ラスト・アクション・ヒーロー LAST ACTION HERO
作曲・指揮:マイケル・ケイメン
Composed and Conducted by MICHAEL KAMEN
演奏:ハリウッド・スタジオ交響楽団
Performed by the Hollywood Studio Symphony
(米La-La Land Records / LLLCD
1645)
1993年製作のアメリカ映画。監督は「シュワルツェネッガー/プレデター」(1987)「ダイ・ハード」(1988)「レッド・オクトーバーを追え!」(1990)「ザ・スタンド」(1991)「ダイ・ハード3」(1995)「トーマス・クラウン・アフェアー」(1999)「閉ざされた森」(2003)等のジョン・マクティアナン(1951〜)。出演はアーノルド・シュワルツェネッガー、F・マーレイ・エイブラハム、アート・カーニー、チャールズ・ダンス、フランク・マクレー、トム・ヌーナン、ロバート・プロスキー、アンソニー・クイン、マーセデス・ルール、オースティン・オブライエン、イアン・マッケラン、ジョーン・プロウライト、ジム・ベルーシ、チェヴィ・チェイス、M・C・ハマー、リトル・リチャード、ロバート・パトリック、マリア・シュライヴァー、シャロン・ストーン、ジャン=クロード・ヴァン・ダム、デイモン・ウェイアンズ、ノア・エメリッヒ、ティナ・ターナー、コリーン・キャンプ、ダニー・デヴィート他。ザック・ペンとアダム・レフの原案を基にデヴィッド・アーノットとシェーン・ブラックが脚本を執筆。撮影はディーン・セムラー。

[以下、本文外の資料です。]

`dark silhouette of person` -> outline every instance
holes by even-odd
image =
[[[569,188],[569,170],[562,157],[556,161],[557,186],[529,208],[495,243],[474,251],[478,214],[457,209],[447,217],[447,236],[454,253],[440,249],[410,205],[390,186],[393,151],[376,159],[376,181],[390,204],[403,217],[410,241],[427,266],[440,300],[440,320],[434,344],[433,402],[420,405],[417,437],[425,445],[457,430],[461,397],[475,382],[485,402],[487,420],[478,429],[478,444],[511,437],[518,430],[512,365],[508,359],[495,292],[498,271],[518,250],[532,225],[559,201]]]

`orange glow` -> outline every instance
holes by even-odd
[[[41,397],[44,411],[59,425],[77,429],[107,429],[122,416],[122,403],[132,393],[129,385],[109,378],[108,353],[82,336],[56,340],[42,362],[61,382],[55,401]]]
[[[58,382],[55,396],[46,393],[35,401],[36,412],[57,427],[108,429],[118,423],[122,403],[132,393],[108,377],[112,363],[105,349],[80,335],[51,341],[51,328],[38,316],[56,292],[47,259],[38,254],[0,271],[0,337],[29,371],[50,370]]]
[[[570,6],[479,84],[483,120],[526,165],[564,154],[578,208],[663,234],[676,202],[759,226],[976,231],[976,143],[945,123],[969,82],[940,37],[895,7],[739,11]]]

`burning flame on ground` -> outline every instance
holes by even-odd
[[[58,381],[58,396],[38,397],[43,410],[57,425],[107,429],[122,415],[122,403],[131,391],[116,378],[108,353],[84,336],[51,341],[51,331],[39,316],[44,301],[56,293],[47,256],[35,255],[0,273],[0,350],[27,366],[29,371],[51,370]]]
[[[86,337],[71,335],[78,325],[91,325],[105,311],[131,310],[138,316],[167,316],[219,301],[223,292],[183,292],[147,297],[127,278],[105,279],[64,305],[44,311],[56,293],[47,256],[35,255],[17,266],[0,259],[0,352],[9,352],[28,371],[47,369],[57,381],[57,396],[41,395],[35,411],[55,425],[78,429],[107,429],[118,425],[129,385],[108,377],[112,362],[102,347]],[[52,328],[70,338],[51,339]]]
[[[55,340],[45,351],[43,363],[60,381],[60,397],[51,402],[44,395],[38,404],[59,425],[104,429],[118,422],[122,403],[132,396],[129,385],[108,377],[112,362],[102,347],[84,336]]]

当時アクション・スターとして人気絶頂だったシュワルツェネッガーがセルフパロディを演じたアクション大作で、豪華カメオ陣が共演している。ウェイトレスの母アイリーン(ルール)と2人暮しの孤独な13歳の少年ダニー・マディガン(オブライエン)は、ロス・アンジェルス市警の刑事ジャック・スレイター(シュワルツェネッガー)が活躍するアクション映画のシリーズに夢中で、今日もタイムズ・スクエアの映画館に入りびたっていた。ダニーの友人である映写技師のニック(プロスキー)は、次回上映のシリーズ最新作のテスト試写にダニーを立ち会わせ、別世界へのパスポートだという黄金に光り輝くチケットを彼に与えた。ダニーひとりしかいない映画館で、新作の上映が始まる――。カリフォルニアのギャングのボス、ヴィヴァルディ(クイン)の邸宅で、スレイターの又従弟フランク(カーニー)が殺し屋たちに痛めつけられていた。助けに現れたスレイターに、瀕死のフランクは組織の情報を伝えてこと切れる。怒ったスレイターが逃げる殺し屋たちを追跡しようとしたとき、ダニーの魔法のチケットが輝いて、彼はスクリーンの中の世界に呑みこまれていった。突然現れた見知らぬ少年に目を丸くするスレイターだったが、ダニーは目の前で展開する怒涛のアクション・シーンの連続に大興奮する……。製作費は8500万ドル。全世界興行収入は1億3730万ドル。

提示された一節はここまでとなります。